Sara Blakely had just been rushed to the hospital.

She was scheduled for an emergency appendectomy when a nurse glanced at her chart and suddenly lifted her uniform, brazenly revealing her undergarments. This unexpected peep show didn’t faze Blakely a bit (nor did the surgery, by the way). In fact, she was used to it. “People flash me all the time,” she says nonchalantly. “It’s hysterical.”

Blakely, 52, is the founder and executive chairwoman of Spanx, the Atlanta-based shapewear company that rocketed to fame after Oprah Winfrey included it on her “Oprah’s Favorite Things” list in 2000. Spanx’s line of slimming, toning and other garments is expansive, including jeans, leggings, dresses and even swimwear, alongside a line of products for men and the shapewear the company is known for. And her loyal customers apparently just can’t help but show off to Blakely that they’re wearing her products whenever and wherever they see her. She’s been flashed at concerts, cocktail parties and even the White House. 

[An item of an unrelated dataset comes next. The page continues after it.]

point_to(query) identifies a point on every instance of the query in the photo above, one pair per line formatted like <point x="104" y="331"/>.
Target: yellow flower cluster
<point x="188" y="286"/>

“My husband is the one who benefits the most,” Blakely jokes about the frequent Spanx display. “Everywhere I go with him, he gets flashed, too!” One of Blakely’s all-time favorite encounters was when a fan recognized her at the airport. “She yelled at me across the entire airport as she was sprinting to her gate, ‘Spanx and wheels on luggage, the two greatest inventions in the last 50 years!’” she says.

Sara Blakely on facing her fears

Ironically, despite previously having earned Gold Medallion status with Delta, Blakely hates flying. That and public speaking. But those are frequent job requirements for the founder of a global brand. To reach that level, to be named the youngest self-made woman on Forbes’ “World’s Billionaires” list in 2012 and No. 23 on Forbes’ America’s Richest Self-Made Women” list in 2022, Blakely had to address her share of personal obstacles.

“I feel like one of the best ways I’ve been able to face my fears and move through them is gratitude, being very connected to gratitude and a higher purpose. Without those two things, it would be much more difficult for me to push through the things that scare me,” she says.

Take flying, for instance. “I just do it because—darn it—there are a lot of women [in the world] who don’t have the opportunity to get up in the morning and even get an education, so I can get my butt on a plane and deal with it. But it doesn’t mean that I’m not still scared,” Blakely says. She even signed up for a fear-of-flying seminar to help calm her nerves, but she missed so many classes because of her schedule and constant traveling that her instructor told her, “I don’t know if I should be mad at you or proud of you, but you’re never here because you’re always on a plane.”

In 2004 Blakely tackled another hurdle when she appeared on a reality show with Richard Branson called The Rebel Billionaire: Branson’s Quest for the Best, a sort-of cross between The Apprentice and The Amazing Race. In the show, a group of budding entrepreneurs traveled the world tackling a series of challenges. For one challenge, while flying in a hot air balloon 10,000 feet above the English countryside, Blakely had to climb a rope ladder to the top of the balloon, where she, Branson and a fellow contestant had a tea party.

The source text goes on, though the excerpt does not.